Sunday, October 3, 2010

Rufinamide therapy is effective in reducing partial seizure frequency...

Rufinamide(see structure) is an anticonvulsant medication and a triazole derivative, was developed in 2004 by Novartis Pharma, AG, and is manufactured by Eisai. It is used in combination with other medication and  therapy to  treat  Lennox–Gastaut  syndrome and various other seizure disorders. Rufinamide.

Rufinamide was approved by the US FDA on November 14, 2008 as adjunctive treatment of seizures associated with Lennox-Gastaut syndrome in children 4 years and older and adults. Its official FDA-approved labeling does not mention use in the treatment of partial seizures inasmuch as clinical trials submitted to the FDA were marginal.

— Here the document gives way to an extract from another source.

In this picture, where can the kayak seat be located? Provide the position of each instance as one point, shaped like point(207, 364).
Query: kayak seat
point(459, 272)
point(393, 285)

Interestingly, now researchers from the Arkansas Epilepsy Program found treatment with rufinamide results in a significant reduction in seizure frequency compared with placebo, for patients with uncontrolled partial-onset seizures (POS).

Researchers found that treatment with rufinamide resulted in a statistically significant reduction in total partial seizure frequency compared with placebo. Results also showed a 50% reduction in responder rate and total partial seizure frequency rate in patients treated with rufinamide. Several exploratory efficacy variables, including at least 75% responder rate and increase in the number of seizure-free days, were also associated with notably better results for rufinamide.

With respect to efficacy by seizure type, rufinamide was significantly superior to placebo for complex partial seizures, the most common seizure type, and numerically superior to placebo for simple partial seizures and secondarily generalized partial seizures. The median reduction in secondarily generalized partial seizures of 40% in this study is consistent with that previously observed at identical rufinamide dosage. As per the claim by the lead researcher Dr. Victor Biton,

"Overall, there were no significant pharmacokinetic (PK) effects on either rufinamide or any second-generation AED when given with other medications."

The research team confirmed PK results found in previous studies-showing lower oral bioavailability of rufinamide at higher doses, increased clearance of rufinamide with increasing body weight, and no effect of prolonged rufinamide dosing on the PK of rufinamide.